Forbidden Love in Romeo and Juliet by Shakespeare

📌Category: Literature, Plays, Romeo and Juliet, William Shakespeare
📌Words: 533
📌Pages: 2
📌Published: 12 June 2021

In William Shakespeare's Romeo and Juliet, love emerges as an amoral thing, leading to both destruction and happiness, overriding all other values and emotions. Shakespeare presents us with love as a central theme of the play which underpins much of the drama around the play's characters, It acts as a catalyst for the conflict between the Montagues and Capulets, creating Romeo and Juliet’s forbidden love, a love so profound and powerful it seems to be a force of fate.

Love changes your priorities as it also changes your perception of the world around you, love changes us as a person, it can lead us onto a better path but it can also lead us to some very dark places. In the balcony scene (Act 2, Scene 2), Juliet is aware that they shouldn’t be talking as she is aware that “they will murder” Romeo (Shakespeare 2.2, 75) if somebody finds out about them. Although I believe the verb “murder” is a hyperbole used to exaggerate how risky it is for them to be together, I believe that she gets her point across of there being consequences to their relationship. Furthermore “murder” usually implies killing somebody with malicious intention, whereas killing can be accidental or spontaneous, this further proves my point of love changing your priorities as they disregard the consequences that may come with their forbidden love, perhaps foreshadowing future events.

This sub-theme of “forbidden love” is perfect for Romeo and Juliet who could be seen as two teens who are desperate to love and to be loved, it could even be argued that they are not looking for love, instead they are looking for pleasure. They know the consequences and the lasting effect of their relationship but don’t seem to care as their perception of the world has already changed. They no longer believe that they can live without each other.
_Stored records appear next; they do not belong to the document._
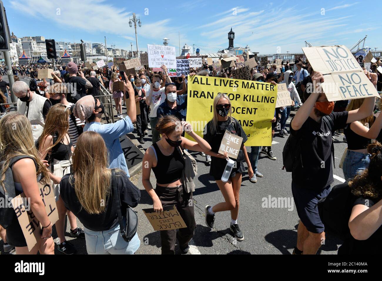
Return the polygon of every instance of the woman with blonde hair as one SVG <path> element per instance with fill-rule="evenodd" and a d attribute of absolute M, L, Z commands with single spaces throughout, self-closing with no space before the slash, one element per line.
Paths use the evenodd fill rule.
<path fill-rule="evenodd" d="M 73 151 L 71 140 L 68 132 L 70 110 L 69 106 L 55 104 L 49 109 L 45 120 L 42 133 L 37 141 L 41 160 L 48 160 L 50 178 L 53 180 L 53 191 L 58 212 L 58 220 L 56 223 L 57 234 L 60 239 L 57 249 L 66 255 L 71 255 L 76 250 L 71 244 L 66 241 L 65 235 L 65 218 L 67 210 L 60 197 L 59 184 L 61 178 L 70 172 L 70 158 Z M 70 223 L 70 236 L 84 238 L 83 231 L 77 227 L 75 216 L 67 212 Z"/>
<path fill-rule="evenodd" d="M 364 98 L 352 99 L 348 105 L 346 110 L 350 111 L 361 107 Z M 346 181 L 353 179 L 364 170 L 370 163 L 370 154 L 367 152 L 367 145 L 372 139 L 382 139 L 380 134 L 382 127 L 382 114 L 376 118 L 373 115 L 362 120 L 348 124 L 344 133 L 348 143 L 347 151 L 342 165 L 342 171 Z"/>
<path fill-rule="evenodd" d="M 85 227 L 87 253 L 133 254 L 141 242 L 137 233 L 128 242 L 120 233 L 115 193 L 110 184 L 112 171 L 108 168 L 107 149 L 101 135 L 92 131 L 81 134 L 73 161 L 71 173 L 64 176 L 60 183 L 60 196 L 65 207 Z M 129 206 L 138 205 L 140 192 L 124 172 L 115 171 L 121 209 L 125 213 Z"/>
<path fill-rule="evenodd" d="M 225 94 L 220 93 L 214 101 L 214 115 L 204 128 L 204 138 L 211 145 L 211 151 L 206 154 L 213 156 L 210 167 L 210 175 L 214 177 L 220 189 L 225 202 L 219 203 L 213 207 L 206 206 L 205 208 L 206 223 L 211 228 L 214 226 L 215 214 L 217 212 L 231 211 L 231 224 L 230 229 L 238 241 L 244 240 L 237 219 L 239 214 L 239 195 L 241 185 L 241 174 L 245 171 L 245 160 L 248 166 L 249 179 L 254 175 L 244 143 L 247 136 L 239 122 L 231 117 L 232 109 L 231 101 Z M 226 130 L 243 138 L 240 150 L 235 161 L 228 180 L 222 180 L 222 177 L 227 164 L 228 158 L 227 153 L 222 155 L 219 153 L 219 148 Z"/>
<path fill-rule="evenodd" d="M 112 73 L 112 78 L 109 82 L 109 91 L 110 92 L 113 88 L 113 83 L 116 81 L 120 81 L 118 77 L 118 74 L 116 72 Z M 117 117 L 122 119 L 123 116 L 122 115 L 122 97 L 123 96 L 123 92 L 121 91 L 113 92 L 113 98 L 115 103 L 115 110 L 117 111 Z"/>
<path fill-rule="evenodd" d="M 12 112 L 0 119 L 0 192 L 6 195 L 9 188 L 5 186 L 6 172 L 10 167 L 13 174 L 15 196 L 23 192 L 30 198 L 32 211 L 42 226 L 41 239 L 32 250 L 28 250 L 26 242 L 16 213 L 6 228 L 7 243 L 16 247 L 17 254 L 54 254 L 54 243 L 52 238 L 52 225 L 47 215 L 44 203 L 40 195 L 37 182 L 47 184 L 49 176 L 45 164 L 40 159 L 34 145 L 32 127 L 24 115 Z M 17 159 L 18 160 L 17 160 Z"/>

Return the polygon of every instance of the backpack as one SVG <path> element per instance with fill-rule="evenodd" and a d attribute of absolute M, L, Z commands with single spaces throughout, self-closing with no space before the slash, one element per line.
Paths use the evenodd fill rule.
<path fill-rule="evenodd" d="M 343 240 L 349 237 L 349 218 L 356 198 L 345 182 L 335 186 L 327 196 L 320 199 L 316 206 L 325 232 Z"/>
<path fill-rule="evenodd" d="M 12 158 L 9 162 L 9 165 L 5 171 L 5 177 L 4 181 L 4 185 L 5 188 L 5 192 L 3 189 L 2 187 L 0 187 L 0 198 L 6 206 L 0 208 L 0 225 L 6 229 L 10 226 L 17 221 L 17 217 L 15 210 L 12 207 L 11 200 L 16 197 L 16 189 L 15 188 L 15 182 L 13 181 L 13 174 L 12 172 L 12 167 L 15 162 L 24 158 L 30 158 L 33 160 L 37 170 L 37 164 L 33 158 L 28 155 L 19 155 Z M 4 161 L 0 162 L 0 167 L 2 167 Z M 8 208 L 10 204 L 10 208 Z"/>
<path fill-rule="evenodd" d="M 333 134 L 333 130 L 334 128 L 334 123 L 333 119 L 329 115 L 322 117 L 324 122 L 329 127 L 329 128 Z M 300 142 L 301 138 L 293 136 L 291 133 L 289 135 L 284 148 L 283 149 L 283 165 L 286 172 L 293 172 L 295 169 L 301 164 L 304 167 L 301 157 L 301 148 Z M 334 145 L 332 142 L 332 156 L 333 158 L 333 165 L 335 168 L 334 162 Z"/>

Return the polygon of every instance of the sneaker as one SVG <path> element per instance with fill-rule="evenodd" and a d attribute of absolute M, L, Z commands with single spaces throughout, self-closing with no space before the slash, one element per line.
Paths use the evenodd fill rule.
<path fill-rule="evenodd" d="M 81 238 L 85 238 L 85 232 L 81 227 L 77 227 L 74 230 L 70 230 L 71 237 L 79 237 Z"/>
<path fill-rule="evenodd" d="M 65 255 L 73 255 L 77 252 L 73 245 L 67 241 L 58 244 L 57 249 Z"/>
<path fill-rule="evenodd" d="M 4 247 L 4 253 L 9 253 L 9 252 L 15 249 L 15 247 L 13 246 L 11 246 L 11 245 L 7 243 L 5 243 L 4 245 L 3 245 L 3 247 Z"/>
<path fill-rule="evenodd" d="M 211 206 L 207 205 L 204 208 L 204 213 L 206 214 L 206 223 L 207 226 L 211 228 L 214 227 L 214 223 L 215 222 L 215 215 L 210 214 L 210 213 L 208 213 L 208 210 L 212 208 L 212 207 Z"/>
<path fill-rule="evenodd" d="M 268 158 L 271 160 L 275 160 L 277 159 L 275 156 L 275 154 L 273 154 L 273 151 L 272 150 L 269 150 L 267 155 L 268 156 Z"/>
<path fill-rule="evenodd" d="M 237 223 L 232 224 L 230 227 L 230 230 L 233 233 L 238 241 L 243 241 L 244 240 L 244 236 L 243 235 L 241 231 L 240 230 L 239 225 Z"/>
<path fill-rule="evenodd" d="M 257 179 L 256 177 L 256 175 L 254 175 L 249 179 L 249 181 L 254 184 L 256 184 L 257 182 Z"/>
<path fill-rule="evenodd" d="M 266 146 L 263 146 L 263 148 L 261 149 L 261 151 L 260 151 L 261 153 L 264 153 L 264 154 L 268 154 L 268 148 Z"/>

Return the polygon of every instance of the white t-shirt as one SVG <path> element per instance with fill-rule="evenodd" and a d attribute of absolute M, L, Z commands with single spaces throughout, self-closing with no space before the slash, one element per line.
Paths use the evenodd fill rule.
<path fill-rule="evenodd" d="M 148 97 L 149 94 L 146 92 L 146 94 Z M 152 97 L 151 104 L 150 105 L 150 117 L 154 118 L 157 117 L 157 110 L 159 105 L 166 100 L 166 94 L 165 94 L 165 87 L 161 88 L 158 91 L 152 90 Z"/>

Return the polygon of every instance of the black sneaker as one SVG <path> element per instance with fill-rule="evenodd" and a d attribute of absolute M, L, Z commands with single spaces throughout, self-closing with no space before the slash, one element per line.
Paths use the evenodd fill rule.
<path fill-rule="evenodd" d="M 85 232 L 81 227 L 77 227 L 74 230 L 70 230 L 71 237 L 79 237 L 81 238 L 85 238 Z"/>
<path fill-rule="evenodd" d="M 273 154 L 273 151 L 272 150 L 268 150 L 267 155 L 268 156 L 268 158 L 271 160 L 275 160 L 277 159 L 275 156 L 275 154 Z"/>
<path fill-rule="evenodd" d="M 77 252 L 73 245 L 67 241 L 58 244 L 57 249 L 65 255 L 73 255 Z"/>
<path fill-rule="evenodd" d="M 230 230 L 233 233 L 238 241 L 243 241 L 244 240 L 244 236 L 243 235 L 241 231 L 240 230 L 239 225 L 237 223 L 232 224 L 230 227 Z"/>
<path fill-rule="evenodd" d="M 208 205 L 206 206 L 204 208 L 204 212 L 206 213 L 206 223 L 207 226 L 212 228 L 214 227 L 214 223 L 215 222 L 215 215 L 210 214 L 208 213 L 208 209 L 212 208 L 210 206 Z"/>

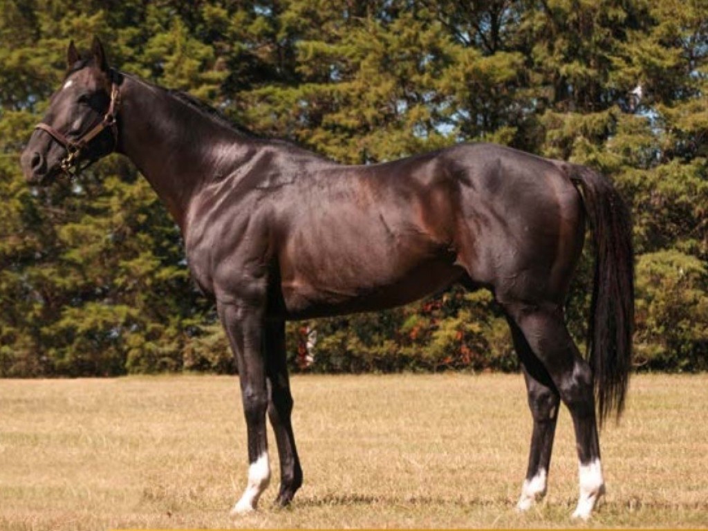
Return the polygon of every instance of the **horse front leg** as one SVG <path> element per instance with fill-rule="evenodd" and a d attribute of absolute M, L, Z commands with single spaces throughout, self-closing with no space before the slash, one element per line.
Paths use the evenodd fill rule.
<path fill-rule="evenodd" d="M 238 303 L 219 303 L 217 309 L 236 356 L 248 430 L 248 484 L 232 510 L 235 515 L 255 510 L 270 480 L 266 433 L 268 394 L 261 351 L 263 309 Z"/>
<path fill-rule="evenodd" d="M 268 377 L 270 400 L 268 414 L 275 433 L 278 455 L 280 461 L 280 490 L 275 503 L 281 507 L 290 503 L 292 496 L 302 485 L 302 469 L 295 447 L 290 416 L 292 413 L 292 395 L 287 375 L 285 355 L 285 323 L 278 320 L 268 322 L 263 337 L 266 358 L 266 373 Z"/>

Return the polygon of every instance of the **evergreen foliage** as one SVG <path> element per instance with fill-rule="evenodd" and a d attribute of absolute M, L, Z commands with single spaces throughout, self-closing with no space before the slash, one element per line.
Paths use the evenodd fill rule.
<path fill-rule="evenodd" d="M 69 40 L 93 35 L 117 67 L 341 162 L 491 141 L 605 173 L 635 223 L 636 364 L 708 368 L 707 13 L 707 0 L 6 0 L 0 376 L 234 370 L 178 231 L 126 160 L 23 181 Z M 569 304 L 581 343 L 590 251 Z M 308 370 L 517 366 L 483 292 L 289 325 L 295 370 L 313 329 Z"/>

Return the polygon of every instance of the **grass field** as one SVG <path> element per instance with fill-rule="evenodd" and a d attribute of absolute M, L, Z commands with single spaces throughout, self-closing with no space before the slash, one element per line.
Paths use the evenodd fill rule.
<path fill-rule="evenodd" d="M 530 433 L 518 375 L 299 376 L 305 484 L 258 513 L 234 377 L 0 380 L 0 529 L 708 526 L 708 375 L 639 376 L 601 435 L 605 503 L 569 518 L 577 462 L 563 411 L 546 501 L 514 506 Z"/>

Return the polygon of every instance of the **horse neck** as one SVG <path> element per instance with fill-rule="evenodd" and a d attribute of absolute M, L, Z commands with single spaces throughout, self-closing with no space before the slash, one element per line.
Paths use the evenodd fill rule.
<path fill-rule="evenodd" d="M 247 140 L 164 89 L 123 79 L 119 152 L 145 176 L 184 234 L 191 201 L 210 178 L 249 156 Z"/>

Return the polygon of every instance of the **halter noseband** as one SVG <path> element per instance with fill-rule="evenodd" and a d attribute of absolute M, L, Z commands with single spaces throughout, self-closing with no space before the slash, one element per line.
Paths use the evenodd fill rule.
<path fill-rule="evenodd" d="M 97 158 L 91 159 L 88 164 L 83 167 L 79 165 L 82 152 L 88 147 L 88 143 L 103 132 L 104 129 L 110 128 L 113 137 L 113 149 L 111 151 L 115 151 L 118 144 L 118 127 L 115 115 L 118 112 L 118 106 L 120 103 L 120 96 L 118 86 L 115 84 L 115 80 L 111 79 L 110 103 L 108 104 L 108 110 L 103 116 L 103 119 L 76 140 L 67 138 L 51 125 L 43 122 L 40 122 L 35 126 L 35 129 L 41 129 L 48 133 L 52 138 L 61 144 L 67 150 L 67 154 L 59 161 L 59 166 L 62 169 L 62 171 L 69 177 L 75 177 L 98 160 Z M 72 171 L 72 170 L 74 171 Z"/>

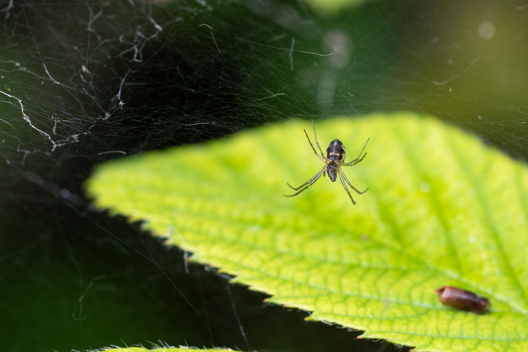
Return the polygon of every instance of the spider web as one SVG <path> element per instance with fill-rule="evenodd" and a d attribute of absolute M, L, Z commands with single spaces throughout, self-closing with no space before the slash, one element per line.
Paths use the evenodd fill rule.
<path fill-rule="evenodd" d="M 91 212 L 82 182 L 125 155 L 380 111 L 432 115 L 526 159 L 527 11 L 498 0 L 367 1 L 327 15 L 275 0 L 0 2 L 7 349 L 387 348 L 263 308 L 261 294 Z"/>

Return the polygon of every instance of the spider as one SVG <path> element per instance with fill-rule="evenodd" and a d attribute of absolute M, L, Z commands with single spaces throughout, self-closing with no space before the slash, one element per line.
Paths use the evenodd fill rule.
<path fill-rule="evenodd" d="M 345 176 L 345 174 L 341 170 L 341 166 L 353 166 L 358 163 L 361 163 L 365 157 L 365 156 L 366 155 L 366 153 L 365 153 L 363 154 L 362 157 L 361 156 L 361 154 L 363 154 L 363 150 L 365 150 L 365 147 L 366 147 L 366 144 L 369 142 L 370 138 L 366 140 L 366 142 L 365 143 L 365 145 L 363 146 L 363 148 L 361 149 L 361 151 L 359 155 L 357 156 L 357 157 L 348 163 L 344 162 L 345 155 L 346 154 L 346 151 L 345 151 L 345 146 L 344 146 L 343 143 L 341 142 L 341 141 L 336 138 L 334 140 L 330 142 L 329 144 L 328 144 L 328 146 L 326 147 L 326 158 L 325 158 L 323 154 L 323 150 L 321 149 L 321 147 L 319 145 L 319 142 L 317 141 L 317 135 L 315 133 L 315 126 L 313 125 L 313 121 L 312 121 L 312 125 L 314 127 L 314 136 L 315 136 L 315 144 L 317 145 L 317 148 L 319 148 L 319 151 L 321 152 L 320 155 L 318 154 L 317 152 L 315 151 L 315 148 L 314 148 L 314 145 L 312 144 L 312 141 L 310 141 L 310 138 L 308 137 L 308 134 L 306 133 L 306 130 L 304 130 L 304 134 L 306 135 L 306 138 L 308 139 L 308 142 L 310 144 L 310 146 L 312 147 L 312 149 L 315 154 L 315 155 L 317 156 L 318 158 L 320 159 L 325 163 L 325 165 L 321 168 L 320 170 L 317 172 L 317 173 L 316 173 L 313 177 L 297 188 L 292 187 L 290 184 L 287 183 L 286 184 L 289 186 L 290 188 L 293 188 L 294 191 L 297 191 L 298 192 L 295 194 L 292 194 L 291 195 L 285 195 L 285 196 L 293 197 L 294 196 L 296 196 L 315 183 L 315 182 L 319 179 L 319 178 L 321 177 L 322 175 L 324 176 L 327 173 L 328 174 L 328 177 L 330 178 L 330 180 L 332 182 L 335 182 L 335 180 L 337 179 L 337 176 L 339 176 L 339 179 L 341 181 L 341 184 L 343 185 L 343 187 L 345 188 L 345 191 L 346 191 L 346 193 L 348 194 L 348 196 L 350 197 L 350 200 L 352 201 L 352 204 L 355 204 L 356 202 L 354 201 L 354 198 L 352 198 L 352 195 L 350 194 L 350 192 L 348 191 L 348 189 L 346 188 L 346 185 L 348 184 L 352 189 L 357 192 L 358 194 L 364 193 L 369 189 L 369 188 L 367 188 L 362 192 L 358 191 L 356 187 L 352 186 L 352 184 L 350 183 L 350 181 L 348 180 L 348 179 L 346 178 L 346 176 Z M 361 158 L 360 157 L 361 157 Z M 345 182 L 346 183 L 346 184 L 345 183 Z"/>

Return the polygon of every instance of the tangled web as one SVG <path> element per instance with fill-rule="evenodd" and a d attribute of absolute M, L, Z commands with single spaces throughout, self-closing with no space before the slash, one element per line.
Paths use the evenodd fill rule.
<path fill-rule="evenodd" d="M 0 2 L 0 201 L 83 211 L 97 163 L 292 118 L 431 115 L 528 158 L 525 1 L 354 2 Z"/>

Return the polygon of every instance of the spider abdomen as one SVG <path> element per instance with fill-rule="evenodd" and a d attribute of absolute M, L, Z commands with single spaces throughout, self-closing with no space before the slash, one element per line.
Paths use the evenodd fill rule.
<path fill-rule="evenodd" d="M 328 177 L 332 182 L 335 182 L 337 177 L 337 170 L 339 169 L 337 165 L 334 161 L 328 163 L 326 167 L 326 172 L 328 173 Z"/>
<path fill-rule="evenodd" d="M 337 138 L 330 142 L 326 147 L 326 159 L 332 161 L 344 161 L 346 154 L 345 146 Z M 335 181 L 335 178 L 332 180 Z"/>

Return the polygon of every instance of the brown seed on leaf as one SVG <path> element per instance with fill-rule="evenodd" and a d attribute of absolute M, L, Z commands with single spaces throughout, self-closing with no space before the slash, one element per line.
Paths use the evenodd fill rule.
<path fill-rule="evenodd" d="M 436 290 L 435 292 L 440 297 L 441 303 L 477 314 L 486 313 L 491 304 L 489 300 L 486 297 L 458 287 L 442 286 Z"/>

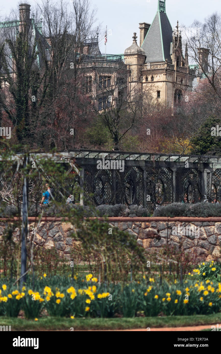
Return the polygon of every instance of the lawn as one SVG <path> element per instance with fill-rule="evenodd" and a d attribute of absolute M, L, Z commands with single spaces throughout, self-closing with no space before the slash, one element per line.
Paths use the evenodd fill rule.
<path fill-rule="evenodd" d="M 0 317 L 0 325 L 11 326 L 12 331 L 120 330 L 178 327 L 212 325 L 221 322 L 221 313 L 192 316 L 136 317 L 133 318 L 66 318 L 45 316 L 38 321 Z"/>

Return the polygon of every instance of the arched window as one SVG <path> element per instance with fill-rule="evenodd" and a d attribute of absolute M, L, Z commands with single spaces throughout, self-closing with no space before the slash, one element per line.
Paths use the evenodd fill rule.
<path fill-rule="evenodd" d="M 176 90 L 174 93 L 174 103 L 179 103 L 182 100 L 182 92 L 179 90 Z"/>

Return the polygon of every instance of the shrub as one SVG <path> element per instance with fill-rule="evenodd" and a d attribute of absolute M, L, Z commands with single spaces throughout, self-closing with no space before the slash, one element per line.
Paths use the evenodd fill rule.
<path fill-rule="evenodd" d="M 153 216 L 205 218 L 220 216 L 221 214 L 221 204 L 220 204 L 204 202 L 196 204 L 172 203 L 159 207 L 154 211 Z"/>

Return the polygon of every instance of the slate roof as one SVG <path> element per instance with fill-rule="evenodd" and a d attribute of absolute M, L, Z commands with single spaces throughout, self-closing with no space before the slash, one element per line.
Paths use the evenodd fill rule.
<path fill-rule="evenodd" d="M 141 46 L 147 58 L 145 63 L 164 62 L 172 63 L 171 44 L 173 30 L 166 11 L 158 6 L 154 20 Z"/>
<path fill-rule="evenodd" d="M 48 60 L 49 61 L 50 58 L 50 52 L 49 50 L 50 46 L 42 34 L 41 23 L 35 23 L 34 19 L 32 18 L 30 19 L 30 23 L 32 29 L 32 34 L 30 39 L 30 41 L 32 46 L 33 46 L 34 44 L 35 38 L 36 39 L 36 50 L 38 53 L 36 61 L 38 67 L 40 68 L 44 62 L 40 46 L 42 49 L 43 48 L 44 49 L 45 52 L 44 54 L 46 56 Z M 20 23 L 19 20 L 0 22 L 0 41 L 4 41 L 5 35 L 7 35 L 7 31 L 9 32 L 7 35 L 10 36 L 10 38 L 12 39 L 13 38 L 15 40 L 17 36 L 17 34 L 19 31 Z M 41 42 L 40 46 L 39 45 L 39 41 Z M 5 45 L 8 49 L 8 57 L 7 58 L 7 60 L 9 64 L 8 69 L 9 73 L 12 73 L 11 55 L 9 48 L 8 48 L 8 46 L 6 44 Z M 32 48 L 30 47 L 30 55 L 31 55 L 31 51 Z"/>

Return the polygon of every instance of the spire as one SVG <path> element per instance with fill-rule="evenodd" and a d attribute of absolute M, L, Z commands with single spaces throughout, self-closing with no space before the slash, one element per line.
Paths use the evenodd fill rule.
<path fill-rule="evenodd" d="M 162 0 L 158 0 L 158 11 L 161 11 L 166 13 L 166 0 L 162 1 Z"/>
<path fill-rule="evenodd" d="M 145 63 L 172 63 L 171 44 L 173 30 L 166 13 L 165 1 L 158 0 L 158 11 L 142 44 L 147 58 Z"/>
<path fill-rule="evenodd" d="M 186 67 L 187 67 L 188 66 L 188 49 L 187 48 L 187 42 L 186 44 L 186 50 L 185 51 L 185 64 Z"/>
<path fill-rule="evenodd" d="M 136 42 L 137 43 L 137 36 L 136 36 L 137 33 L 136 32 L 134 32 L 133 36 L 132 37 L 133 38 L 133 42 Z"/>

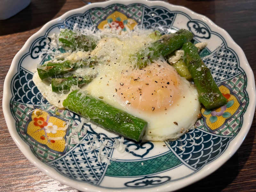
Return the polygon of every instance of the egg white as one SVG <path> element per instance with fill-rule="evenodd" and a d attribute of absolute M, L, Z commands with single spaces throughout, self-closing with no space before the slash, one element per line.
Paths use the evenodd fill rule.
<path fill-rule="evenodd" d="M 143 47 L 146 49 L 153 41 L 148 37 L 151 32 L 144 30 L 139 31 L 136 35 L 132 34 L 118 38 L 102 38 L 96 48 L 90 53 L 91 55 L 97 56 L 98 65 L 93 69 L 84 68 L 75 73 L 79 75 L 84 75 L 85 73 L 97 74 L 90 83 L 83 87 L 81 89 L 86 90 L 92 96 L 101 98 L 115 107 L 147 121 L 148 126 L 143 139 L 152 141 L 175 139 L 193 127 L 200 113 L 200 105 L 194 85 L 180 77 L 180 86 L 182 87 L 182 91 L 177 94 L 182 96 L 168 110 L 154 113 L 145 112 L 127 104 L 129 101 L 124 100 L 117 91 L 118 87 L 122 86 L 120 84 L 122 77 L 126 75 L 124 72 L 131 71 L 133 68 L 133 65 L 130 60 L 131 54 Z M 81 57 L 81 53 L 79 52 L 79 54 L 78 56 Z M 87 55 L 87 53 L 84 54 Z M 69 57 L 76 58 L 78 56 L 73 53 Z M 50 86 L 45 89 L 45 83 L 39 78 L 36 73 L 33 80 L 40 92 L 50 103 L 62 108 L 61 105 L 58 103 L 58 98 L 61 98 L 62 101 L 68 94 L 61 94 L 61 97 L 58 97 L 55 93 L 47 93 L 50 92 Z M 152 104 L 149 102 L 148 104 Z"/>

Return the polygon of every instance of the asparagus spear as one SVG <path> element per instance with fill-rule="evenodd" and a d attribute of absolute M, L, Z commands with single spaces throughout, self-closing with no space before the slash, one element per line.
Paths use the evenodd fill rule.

When the friar informs Romeo about his banishment he believes that being banished is “torture and not mercy”(3.3, 31), A naive and illogical perception to his punishment as the friar states that it “is dear mercy”(3.3, 30). Romeo would rather die than to be apart from Juliet. Similarly Juliet is now at the point of desperation as she expresses how she has the “power to die.” (3.5, 255), both Romeo and Juliet are willing to do anything and everything for each other, because to each other, they are their everything.

Summarize  your analysis back to your original thesis and make personal connections to your everyday life/world. How can what you learned from Romeo and Juliet be applied to your life or the lives of others? What has changed in your understanding moving forward? 

Throughout my analysis, the impact of love on perception is clear. Love influences people to behave irrationally and to take chances that would otherwise seem irresponsible in the eyes of the more mature. Nonetheless love matters because it is what ties two people together through commitment.  Love can be hurtful, but it can also be beautiful, it is our job to figure out which is which. In my opinion, the moral of the story is about unhealthy obsessions like Romeo and Juliets love and the Montagues and Capulets rivalry. These unhealthy obsessions can drive you away from what is most important and make you lose sight of your goals similar to our own lives. Romeo and Juliet tells a story about the consequences of when you lose sight of what is important.